Im Übrigen wäre, wenn man von einer Statthaftigkeit des Wiederaufnahmeverfahrens ausginge, die dafür gesetzte Frist nicht gewahrt. Die Bevollmächtigte des Klägers hat am 27.07.2000 spätestens von dem Urteil des Bayer. Landessozialgerichts vom 25.01.2000 und dessen Ergebnis Kenntnis erlangt. Sie hätte deshalb binnen eines Monats danach die Wiederaufnahme des Verfahrens betreiben müssen (§ 586 Abs.1, Abs.2 Satz 1 ZPO).

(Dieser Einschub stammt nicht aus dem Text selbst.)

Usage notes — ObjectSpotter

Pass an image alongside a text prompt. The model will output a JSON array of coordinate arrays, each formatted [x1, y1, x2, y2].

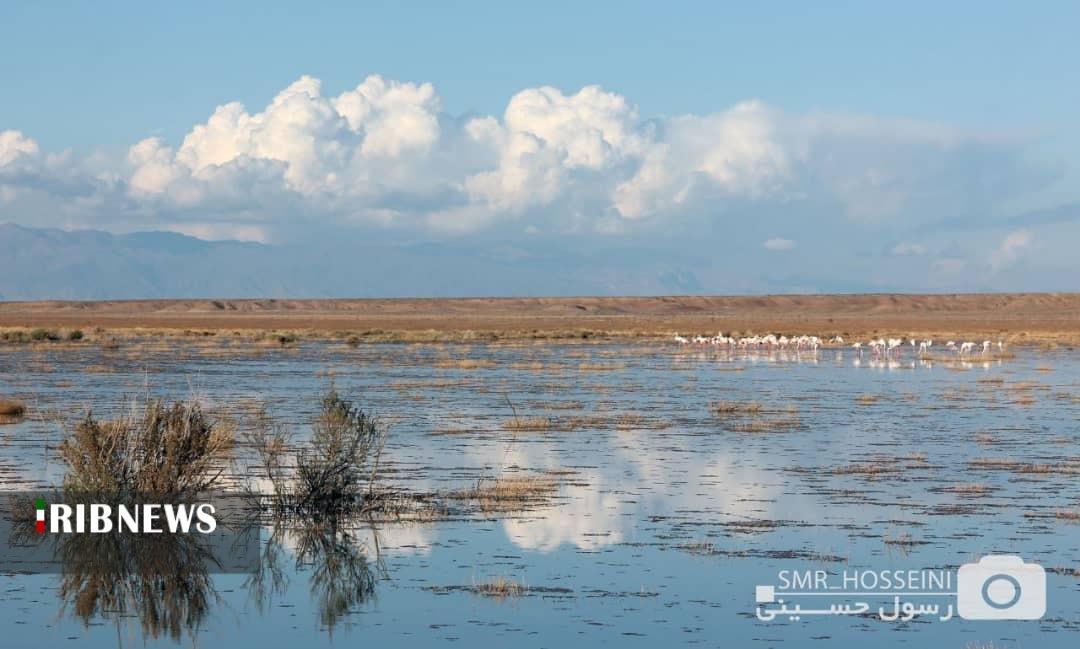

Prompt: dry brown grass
[[432, 359, 495, 369], [713, 401, 762, 415], [0, 293, 1080, 343], [826, 462, 899, 477], [943, 483, 990, 496], [502, 417, 555, 433], [0, 398, 26, 418], [448, 474, 558, 512], [472, 577, 528, 599]]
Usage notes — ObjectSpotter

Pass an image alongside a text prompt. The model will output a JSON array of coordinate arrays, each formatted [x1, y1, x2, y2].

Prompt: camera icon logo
[[956, 554, 1047, 620]]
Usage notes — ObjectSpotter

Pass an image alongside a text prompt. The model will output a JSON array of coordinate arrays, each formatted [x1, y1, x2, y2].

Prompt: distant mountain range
[[0, 224, 717, 301]]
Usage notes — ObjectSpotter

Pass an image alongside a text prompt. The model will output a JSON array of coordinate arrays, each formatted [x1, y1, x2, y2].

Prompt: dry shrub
[[60, 400, 233, 497], [246, 389, 390, 517], [295, 390, 386, 513]]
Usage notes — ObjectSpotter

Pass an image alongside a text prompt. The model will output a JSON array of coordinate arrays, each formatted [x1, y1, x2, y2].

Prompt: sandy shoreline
[[0, 293, 1080, 344]]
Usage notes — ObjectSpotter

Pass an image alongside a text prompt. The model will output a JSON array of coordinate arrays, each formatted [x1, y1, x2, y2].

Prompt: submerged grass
[[60, 398, 234, 497]]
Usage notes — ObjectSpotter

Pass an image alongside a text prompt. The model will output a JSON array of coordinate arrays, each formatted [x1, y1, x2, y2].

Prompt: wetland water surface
[[0, 338, 1080, 647]]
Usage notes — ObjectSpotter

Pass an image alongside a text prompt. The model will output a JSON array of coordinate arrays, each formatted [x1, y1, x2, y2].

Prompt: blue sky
[[0, 2, 1080, 290]]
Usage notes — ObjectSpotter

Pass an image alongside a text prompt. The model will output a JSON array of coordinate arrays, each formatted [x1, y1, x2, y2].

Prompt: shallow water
[[0, 339, 1080, 647]]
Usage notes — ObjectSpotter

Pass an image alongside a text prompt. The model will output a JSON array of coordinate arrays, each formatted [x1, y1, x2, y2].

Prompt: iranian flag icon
[[33, 498, 45, 535]]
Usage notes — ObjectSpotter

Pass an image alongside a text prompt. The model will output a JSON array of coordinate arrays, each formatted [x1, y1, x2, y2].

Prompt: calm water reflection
[[0, 340, 1080, 647]]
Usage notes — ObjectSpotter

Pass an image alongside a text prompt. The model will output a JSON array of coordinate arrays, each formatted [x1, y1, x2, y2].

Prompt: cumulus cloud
[[0, 76, 1062, 240], [761, 236, 795, 251]]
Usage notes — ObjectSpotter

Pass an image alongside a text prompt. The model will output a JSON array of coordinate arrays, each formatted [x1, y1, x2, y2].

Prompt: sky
[[0, 2, 1080, 293]]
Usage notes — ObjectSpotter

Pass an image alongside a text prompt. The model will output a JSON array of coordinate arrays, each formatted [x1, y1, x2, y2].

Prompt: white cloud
[[990, 230, 1032, 272], [889, 241, 929, 257], [0, 76, 1062, 241], [0, 131, 38, 166], [761, 236, 795, 251]]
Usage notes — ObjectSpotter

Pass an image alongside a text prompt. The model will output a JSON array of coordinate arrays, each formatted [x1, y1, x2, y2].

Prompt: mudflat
[[0, 293, 1080, 343]]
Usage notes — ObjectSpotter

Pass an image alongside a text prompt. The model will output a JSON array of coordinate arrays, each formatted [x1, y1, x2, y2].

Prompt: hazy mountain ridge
[[0, 224, 700, 301]]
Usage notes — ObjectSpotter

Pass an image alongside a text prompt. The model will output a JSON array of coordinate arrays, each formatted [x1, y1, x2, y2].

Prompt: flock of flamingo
[[675, 333, 1004, 357]]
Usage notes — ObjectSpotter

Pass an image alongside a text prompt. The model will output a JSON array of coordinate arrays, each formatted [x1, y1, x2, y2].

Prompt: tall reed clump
[[60, 400, 234, 498], [252, 390, 387, 515]]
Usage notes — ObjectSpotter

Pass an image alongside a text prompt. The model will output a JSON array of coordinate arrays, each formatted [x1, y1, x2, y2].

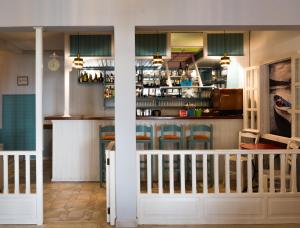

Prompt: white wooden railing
[[136, 150, 300, 225], [105, 141, 116, 226], [0, 151, 36, 195], [136, 150, 300, 194]]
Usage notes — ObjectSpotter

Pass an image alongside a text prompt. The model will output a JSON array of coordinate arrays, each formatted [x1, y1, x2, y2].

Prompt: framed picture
[[17, 76, 28, 86], [269, 59, 291, 137]]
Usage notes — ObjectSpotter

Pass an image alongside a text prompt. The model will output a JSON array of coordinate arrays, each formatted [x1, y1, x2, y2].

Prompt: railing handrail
[[0, 150, 36, 156], [137, 149, 300, 155], [105, 141, 115, 151]]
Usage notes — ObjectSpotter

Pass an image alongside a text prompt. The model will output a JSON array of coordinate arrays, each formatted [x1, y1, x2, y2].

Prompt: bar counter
[[45, 115, 243, 181], [45, 114, 243, 120]]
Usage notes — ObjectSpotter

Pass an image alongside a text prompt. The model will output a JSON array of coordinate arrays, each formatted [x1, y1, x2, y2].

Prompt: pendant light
[[220, 31, 231, 68], [177, 62, 183, 76], [73, 33, 83, 69], [152, 33, 164, 67]]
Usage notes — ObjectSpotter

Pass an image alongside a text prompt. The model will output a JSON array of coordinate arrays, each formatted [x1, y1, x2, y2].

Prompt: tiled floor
[[0, 159, 300, 228]]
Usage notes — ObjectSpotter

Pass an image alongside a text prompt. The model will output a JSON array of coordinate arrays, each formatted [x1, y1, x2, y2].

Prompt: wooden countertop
[[45, 114, 243, 120]]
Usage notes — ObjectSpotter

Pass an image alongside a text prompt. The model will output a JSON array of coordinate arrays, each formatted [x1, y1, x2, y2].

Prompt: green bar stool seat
[[99, 125, 115, 186], [159, 125, 183, 150], [136, 125, 153, 150], [159, 125, 183, 181], [187, 124, 213, 186], [187, 124, 213, 150], [136, 125, 153, 180]]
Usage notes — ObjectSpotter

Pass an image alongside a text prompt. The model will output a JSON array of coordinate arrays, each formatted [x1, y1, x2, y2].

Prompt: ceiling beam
[[0, 39, 23, 54]]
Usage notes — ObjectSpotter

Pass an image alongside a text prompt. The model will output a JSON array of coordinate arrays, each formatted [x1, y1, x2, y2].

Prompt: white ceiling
[[0, 32, 64, 51]]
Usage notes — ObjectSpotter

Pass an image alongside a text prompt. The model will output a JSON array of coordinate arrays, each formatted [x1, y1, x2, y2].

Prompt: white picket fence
[[136, 150, 300, 224], [105, 142, 116, 226], [0, 151, 38, 224]]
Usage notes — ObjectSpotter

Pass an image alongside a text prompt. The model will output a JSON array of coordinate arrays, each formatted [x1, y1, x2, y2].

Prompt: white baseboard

Schließlich erweist sich die Wiederaufnahmeklage auch inhaltlich als unbegründet, weil weder die Voraussetzungen für eine Nichtigkeitsklage (§ 579 ZPO) noch für eine Restitutionsklage (§ 580 ZPO) vorliegen. Selbst wenn man der Meinung ist, dass eine Nichtigkeitsklage auch bei Verletzung des Rechts auf rechtliches Gehör möglich ist (umstritten, vgl. Meyer-Ladewig, ZPO, § 580 Rdnr.2), sind die von der Klägerseite vorgetragenen Argumente zum Teil offenkundig falsch, auf jeden Fall aber nicht geeignet, eine Verletzung des rechtlichen Gehörs darzutun. Ganz offenkundig trifft es nicht zu, dass die Klägerbevollmächtigte, wie sie bei der Beklagten am 27.07.2000 behauptet hat, die Vorladung zur Verhandlung am 25.01.2000 nicht erhalten hat. Vielmehr wurde auf dem Rückschein der Erhalt ausdrücklich bestätigt. Außerdem hat die Klägerbevollmächtigte mit Schriftsatz vom 24.01.2000 (Fax) ausdrücklich darum gebeten, die um 10.00 Uhr angesetzte Verhandlung ohne ihre Anwesenheit durchzuführen (Bl.193, 229 LSG-Akte). Eine Verletzung des rechtlichen Gehörs scheidet damit aus. Dass sie den Termin dem Kläger offenbar nicht mitgeteilt hat (dieser hat sich mit Schreiben vom 31.01.2000 nach dem Sachstand erkundigt - Bl.206 LSG-Akte), ändert daran nichts. Falsch ist ferner, wenn die Klägerbevollmächtigte behauptet, der Kläger sei nicht untersucht worden. Vielmehr wurde er vom 27. bis 30.07.1999 im Krankenhaus München-Harlaching auf neurologischem, orthopädischem und internistischem Fachgebiet umfassend untersucht. Die Rüge, das Landessozialgericht habe den Sachverhalt nicht ausreichend ermittelt, ist damit unberechtigt. Zudem wäre dies kein Wiederaufnahmegrund.

Nach allem war die Wiederaufnahmeklage abzuweisen.

Die Kostenentscheidung beruht auf § 193 SGG.

Gründe für die Zulassung der Revision sind nicht ersichtlich.